In terms of construction, soil nail walls have a decisive advantage over other alternatives. Soil nail walls require a smaller right-of-way than ground anchor walls and have less environmental impact. Installation of soil nail walls is relatively rapid and typically uses less materials and smaller construction equipment than ground anchor walls.

== Cost comparison ==
One great advantage of soil nail walls is their cost-effectiveness over other alternatives. When conventional soil nailing construction procedures are used, soil nail walls are much more economical than concrete gravity walls and similarly or more cost effective than ground anchor walls.

== Inspection and performance monitoring ==
Inspection activities play a vital role in the production of high-quality soil nail walls because conformance to project plans and specifications should result in a soil nail wall that will perform its intended duty for its designed duration. Inspections usually involve evaluation of the following: conformance of system components to material specification, conformance of construction methods to execution specifications, conformance to short-term performance specifications, and long-term monitoring. Short-term performance specifications are checked with loads tests, which use hydraulic jacks and pumps to perform several load applications. Three common load tests for short-term performance are verification or ultimate load tests, proof tests and creep tests. Verification or ultimate load tests are conducted to verify the compliance of the soil nails with pullout capacity and strengths resulting from the contractor's installation method. Proof tests are intended to verify that the contractor's construction procedure has been consistent and that the nails have not been drilled and grouted in a soil zone not tested in the verification stage. Creep tests are performed to ensure that the nail design loads can be safely carried throughout the structure's service life.

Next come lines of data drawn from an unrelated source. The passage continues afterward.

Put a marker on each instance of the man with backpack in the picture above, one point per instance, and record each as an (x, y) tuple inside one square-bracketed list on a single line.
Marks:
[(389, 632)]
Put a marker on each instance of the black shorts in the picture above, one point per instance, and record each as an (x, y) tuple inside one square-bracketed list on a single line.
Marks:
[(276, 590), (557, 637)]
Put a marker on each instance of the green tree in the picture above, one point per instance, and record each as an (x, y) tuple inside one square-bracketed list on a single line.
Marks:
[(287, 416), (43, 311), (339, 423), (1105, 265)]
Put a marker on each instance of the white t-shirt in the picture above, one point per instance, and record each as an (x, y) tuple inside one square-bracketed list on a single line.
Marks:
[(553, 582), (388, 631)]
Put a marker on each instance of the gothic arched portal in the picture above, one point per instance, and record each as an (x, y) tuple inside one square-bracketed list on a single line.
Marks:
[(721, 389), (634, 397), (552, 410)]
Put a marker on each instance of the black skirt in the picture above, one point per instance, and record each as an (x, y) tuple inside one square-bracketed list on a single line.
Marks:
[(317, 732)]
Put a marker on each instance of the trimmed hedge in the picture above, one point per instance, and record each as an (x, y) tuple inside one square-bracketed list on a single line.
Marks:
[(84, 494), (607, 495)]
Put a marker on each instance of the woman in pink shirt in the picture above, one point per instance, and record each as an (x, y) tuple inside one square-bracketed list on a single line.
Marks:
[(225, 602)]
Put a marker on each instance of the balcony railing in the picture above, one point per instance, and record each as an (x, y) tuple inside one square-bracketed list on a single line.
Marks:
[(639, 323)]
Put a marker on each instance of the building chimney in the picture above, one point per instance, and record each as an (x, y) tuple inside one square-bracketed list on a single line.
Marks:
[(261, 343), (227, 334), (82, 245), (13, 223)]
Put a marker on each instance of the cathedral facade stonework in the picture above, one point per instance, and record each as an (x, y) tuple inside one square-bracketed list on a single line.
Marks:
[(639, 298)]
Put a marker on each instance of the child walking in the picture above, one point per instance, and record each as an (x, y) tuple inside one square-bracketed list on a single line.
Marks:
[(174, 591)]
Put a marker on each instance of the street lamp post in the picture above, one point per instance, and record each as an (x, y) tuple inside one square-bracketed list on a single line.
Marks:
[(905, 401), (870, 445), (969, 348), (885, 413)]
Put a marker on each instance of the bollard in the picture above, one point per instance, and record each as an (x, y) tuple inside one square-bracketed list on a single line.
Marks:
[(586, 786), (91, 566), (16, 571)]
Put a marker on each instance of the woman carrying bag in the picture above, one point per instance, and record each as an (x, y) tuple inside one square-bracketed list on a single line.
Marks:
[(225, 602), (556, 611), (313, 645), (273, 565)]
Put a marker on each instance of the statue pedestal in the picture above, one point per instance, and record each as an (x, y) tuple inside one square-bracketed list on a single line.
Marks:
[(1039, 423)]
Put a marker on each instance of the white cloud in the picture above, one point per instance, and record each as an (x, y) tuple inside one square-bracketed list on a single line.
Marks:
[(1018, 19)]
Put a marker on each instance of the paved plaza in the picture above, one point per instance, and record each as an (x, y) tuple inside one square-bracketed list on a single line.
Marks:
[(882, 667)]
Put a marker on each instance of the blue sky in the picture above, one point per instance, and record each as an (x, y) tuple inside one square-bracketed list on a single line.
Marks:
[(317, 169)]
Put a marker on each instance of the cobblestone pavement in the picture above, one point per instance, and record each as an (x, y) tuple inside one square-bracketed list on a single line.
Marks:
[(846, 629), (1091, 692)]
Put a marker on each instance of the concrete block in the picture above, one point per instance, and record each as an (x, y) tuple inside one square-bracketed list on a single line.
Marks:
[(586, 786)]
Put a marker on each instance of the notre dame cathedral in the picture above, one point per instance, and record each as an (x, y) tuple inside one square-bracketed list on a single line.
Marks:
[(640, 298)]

Long-term performance monitoring is used to collect data to ensure adequate performance and refine future design practices. Parameters to be measured include vertical and horizontal movement of the wall face, local movements or deterioration of facing elements, drainage to the ground, loads, load distribution and load changes in the nails, temperature and rainfall. These parameters are measured using several specific tools including inclinometers, load cells and strain gauges.